ESP32 is a microcontroller with integrated Wi-Fi and Bluetooth capabilities. In the video, it is used as the central processing unit for the standalone voice assistant project, demonstrating its ability to handle tasks such as speech-to-text conversion and interfacing with microphones and speakers.

💡Chat GPT

Chat GPT seems to be a reference to a chatbot or AI assistant technology, possibly a variant of GPT (Generative Pre-trained Transformer). The script mentions using 'chat GPT' APIs for creating a voice assistant, indicating the use of advanced AI for natural language processing and response generation.

💡Speech-to-Text Conversion

This refers to the process of converting spoken language into written text. The video's main theme revolves around teaching viewers how to implement this functionality using Google Cloud services, which is essential for creating a voice assistant that can understand and process human speech.

💡Google Cloud Services

Google Cloud Services are a suite of cloud computing services offered by Google. The script discusses using Google's speech-to-text API, which is part of these services, to perform the conversion of speech into written text, highlighting its role in enabling advanced voice recognition capabilities.

💡API Key

An API key is a unique code used to authenticate requests to an API (Application Programming Interface). The script provides a step-by-step guide on how to generate an API key for Google's speech-to-text service, which is necessary for accessing and using the service within the project.

💡LTM 365

LTM 365 is mentioned as an electronics product design platform that integrates PCB design, MCad data management, and teamwork. The video is sponsored by LTM 365, and it is highlighted for its features that support the design and manufacturing process of electronic products.

💡Microphone

A microphone is a device used to convert sound waves into electrical signals. In the context of the video, a microphone is essential hardware for capturing speech input for the speech-to-text conversion process, which is then used by the ESP32 to interact with the voice assistant.

💡Arduino IDE

Arduino IDE is an integrated development environment used for writing and uploading code to Arduino-compatible hardware like the ESP32. The script mentions using the Arduino IDE to write and upload the code necessary for the speech-to-text functionality, demonstrating the development process for the voice assistant.

💡JSON

JSON (JavaScript Object Notation) is a lightweight data interchange format that is easy for humans to read and write, and for machines to parse and generate.

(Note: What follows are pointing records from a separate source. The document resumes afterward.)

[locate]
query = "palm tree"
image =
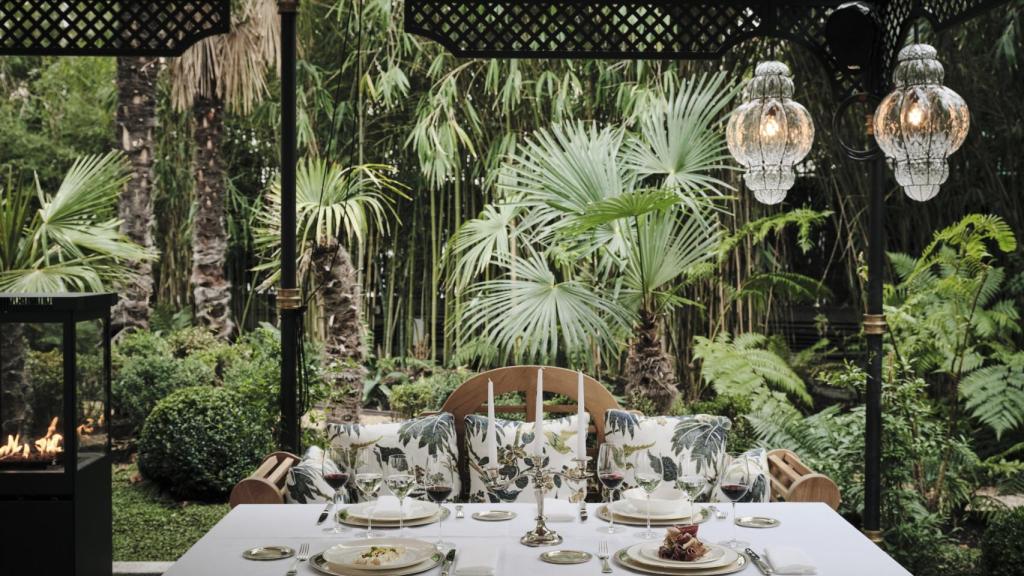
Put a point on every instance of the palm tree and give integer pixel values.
(61, 242)
(334, 206)
(136, 119)
(218, 73)
(610, 223)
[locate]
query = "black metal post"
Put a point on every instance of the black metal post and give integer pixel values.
(875, 326)
(288, 295)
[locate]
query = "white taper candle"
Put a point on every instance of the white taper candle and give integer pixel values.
(581, 419)
(492, 432)
(539, 416)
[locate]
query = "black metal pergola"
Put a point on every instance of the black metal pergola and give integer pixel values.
(856, 42)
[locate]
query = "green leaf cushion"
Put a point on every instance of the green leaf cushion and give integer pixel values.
(515, 456)
(693, 443)
(418, 439)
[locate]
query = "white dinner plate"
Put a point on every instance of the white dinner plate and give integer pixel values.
(345, 554)
(641, 554)
(624, 507)
(415, 509)
(648, 553)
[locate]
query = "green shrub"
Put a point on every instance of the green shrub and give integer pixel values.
(428, 393)
(1003, 544)
(199, 442)
(741, 436)
(141, 381)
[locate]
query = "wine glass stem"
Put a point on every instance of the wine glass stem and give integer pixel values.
(611, 516)
(648, 512)
(733, 524)
(401, 517)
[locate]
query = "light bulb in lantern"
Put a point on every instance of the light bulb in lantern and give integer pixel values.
(769, 133)
(921, 123)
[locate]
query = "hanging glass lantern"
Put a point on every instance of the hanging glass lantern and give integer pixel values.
(921, 123)
(769, 132)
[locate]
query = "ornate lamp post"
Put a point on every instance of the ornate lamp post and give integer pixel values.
(857, 43)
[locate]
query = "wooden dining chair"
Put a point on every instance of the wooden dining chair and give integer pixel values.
(471, 398)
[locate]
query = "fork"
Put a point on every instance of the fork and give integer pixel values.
(602, 554)
(299, 558)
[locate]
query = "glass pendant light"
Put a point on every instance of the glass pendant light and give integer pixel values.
(921, 123)
(769, 133)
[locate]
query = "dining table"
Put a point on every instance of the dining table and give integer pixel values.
(836, 546)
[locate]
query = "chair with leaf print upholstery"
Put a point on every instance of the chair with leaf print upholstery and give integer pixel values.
(471, 398)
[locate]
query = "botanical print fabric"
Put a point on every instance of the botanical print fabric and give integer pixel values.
(418, 440)
(694, 443)
(515, 456)
(305, 482)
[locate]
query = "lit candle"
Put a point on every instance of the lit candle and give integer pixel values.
(492, 433)
(581, 419)
(539, 417)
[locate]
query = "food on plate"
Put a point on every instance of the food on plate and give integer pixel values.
(681, 544)
(380, 556)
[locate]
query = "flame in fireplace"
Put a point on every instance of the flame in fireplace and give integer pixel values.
(45, 448)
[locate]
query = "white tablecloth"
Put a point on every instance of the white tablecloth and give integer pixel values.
(837, 547)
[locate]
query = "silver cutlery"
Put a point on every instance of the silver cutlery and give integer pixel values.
(325, 513)
(449, 561)
(602, 554)
(762, 565)
(299, 559)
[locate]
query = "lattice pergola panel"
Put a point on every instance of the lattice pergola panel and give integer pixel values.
(657, 29)
(109, 27)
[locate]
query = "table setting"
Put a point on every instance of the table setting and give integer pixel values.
(658, 528)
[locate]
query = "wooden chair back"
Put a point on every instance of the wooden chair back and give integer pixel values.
(792, 481)
(471, 398)
(266, 484)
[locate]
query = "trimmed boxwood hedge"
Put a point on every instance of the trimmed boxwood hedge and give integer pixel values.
(199, 442)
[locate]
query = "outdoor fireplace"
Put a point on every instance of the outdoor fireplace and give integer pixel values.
(54, 446)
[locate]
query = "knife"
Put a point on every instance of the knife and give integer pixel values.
(449, 561)
(325, 513)
(762, 565)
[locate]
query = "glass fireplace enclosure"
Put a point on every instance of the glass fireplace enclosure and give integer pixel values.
(54, 441)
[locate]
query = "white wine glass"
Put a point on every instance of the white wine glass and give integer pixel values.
(368, 482)
(400, 482)
(692, 485)
(648, 478)
(610, 472)
(734, 480)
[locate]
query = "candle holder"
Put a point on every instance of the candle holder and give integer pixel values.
(542, 477)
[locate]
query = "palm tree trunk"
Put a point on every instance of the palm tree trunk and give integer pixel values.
(648, 369)
(211, 289)
(136, 119)
(343, 347)
(15, 394)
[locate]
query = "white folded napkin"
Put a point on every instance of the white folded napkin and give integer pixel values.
(476, 561)
(560, 510)
(388, 506)
(786, 560)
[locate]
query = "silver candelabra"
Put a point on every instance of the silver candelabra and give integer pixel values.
(542, 477)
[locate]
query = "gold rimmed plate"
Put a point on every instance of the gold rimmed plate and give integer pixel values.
(623, 559)
(268, 552)
(702, 516)
(494, 516)
(757, 522)
(566, 557)
(324, 567)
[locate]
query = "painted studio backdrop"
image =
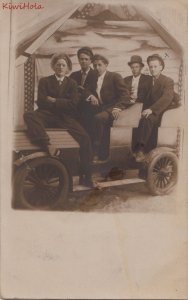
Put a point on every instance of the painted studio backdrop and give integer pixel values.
(116, 31)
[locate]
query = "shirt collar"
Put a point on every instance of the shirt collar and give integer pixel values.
(59, 79)
(85, 72)
(101, 77)
(157, 77)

The script discusses the use of JSON format for the body of the API request and response in the speech-to-text conversion process, illustrating how data is structured and exchanged.

💡TTS (Text-to-Speech)

TTS refers to the technology that converts written text into audible speech. Although not explicitly detailed in the script, the mention of converting answers into speech suggests the use of TTS services to enable the voice assistant to 'speak' responses back to the user.

💡Language Code

A language code is a unique identifier used to specify languages in computing and internet-related protocols. The script explains the importance of setting the correct language code in the speech-to-text API request to ensure accurate speech recognition, with 'Indian English' being used as an example in the video.

Highlights

Successfully running chat, Deputy on an ESP32 board using chat, GPD APIs.

Listening to answers from chat GPD through a speaker attached to the ESP32.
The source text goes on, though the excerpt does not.